Bishops Alberti Ricardo da Silva of Dili and Basílio do Nascimento of Baucau, he added, were studying the prime minister's invitation for talks and would respond "as soon as possible".
The continuous Dili demonstrations, which began Tuesday, were ostensibly launched to press the government into not implementing plans to demote religion classes in the predominantly Catholic country's public schools to the status of optional subjects.
But the protesters, armed with images of the Virgin Mary, rapidly broadened their demands to include denunciations of general government policy and calls for "dictator" Alkatiri to resign.
Questioned by Lusa on President Xanana Gusmão's criticism Thursday of the use of religious symbols to attain political goals, Rev.
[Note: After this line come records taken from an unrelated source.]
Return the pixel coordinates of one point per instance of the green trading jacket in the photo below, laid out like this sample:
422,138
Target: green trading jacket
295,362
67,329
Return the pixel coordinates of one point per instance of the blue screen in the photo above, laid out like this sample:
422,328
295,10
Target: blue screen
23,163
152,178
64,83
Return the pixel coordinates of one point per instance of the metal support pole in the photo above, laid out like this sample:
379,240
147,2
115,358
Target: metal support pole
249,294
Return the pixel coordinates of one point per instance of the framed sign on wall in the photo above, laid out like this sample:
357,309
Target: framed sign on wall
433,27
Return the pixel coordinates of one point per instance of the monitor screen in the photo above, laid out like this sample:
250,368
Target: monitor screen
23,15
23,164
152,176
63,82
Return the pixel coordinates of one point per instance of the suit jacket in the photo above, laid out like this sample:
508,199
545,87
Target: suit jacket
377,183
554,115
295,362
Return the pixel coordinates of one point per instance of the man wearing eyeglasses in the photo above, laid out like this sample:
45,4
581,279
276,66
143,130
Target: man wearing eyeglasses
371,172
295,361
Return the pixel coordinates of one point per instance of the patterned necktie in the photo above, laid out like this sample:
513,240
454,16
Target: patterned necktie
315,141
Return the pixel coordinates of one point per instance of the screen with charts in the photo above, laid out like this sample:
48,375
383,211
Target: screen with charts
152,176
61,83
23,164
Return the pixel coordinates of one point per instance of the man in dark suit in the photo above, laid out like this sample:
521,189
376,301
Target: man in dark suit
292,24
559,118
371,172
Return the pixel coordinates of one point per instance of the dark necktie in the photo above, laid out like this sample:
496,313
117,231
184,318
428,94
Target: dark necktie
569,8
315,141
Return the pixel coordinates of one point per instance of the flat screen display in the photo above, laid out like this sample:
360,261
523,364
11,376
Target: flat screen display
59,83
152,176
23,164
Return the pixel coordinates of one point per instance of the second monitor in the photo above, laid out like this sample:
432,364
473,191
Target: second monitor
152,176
Guterres suggested the president was out of touch with his people.
"If the head of state has the right to say what he thinks, he also has the duty to listen to the people to know exactly what the reality is", the church spokesman said.
The priest confirmed that authorities had ceased trying to block the entry into the capital of new demonstrators, trucked to Dili from rural areas.
On Friday, some 2,000 protesters, gathered near the government's headquarters, saw members of the police cordon guarding the government building weep when nuns offered them flowers, inviting the officers to place them before the crowd's 10 statues of Our Lady.
Alkatiri and other members of government said early on that they would not negotiate under pressure from demonstrators and charged the church-organized protests were subversive acts aimed to topple the administration.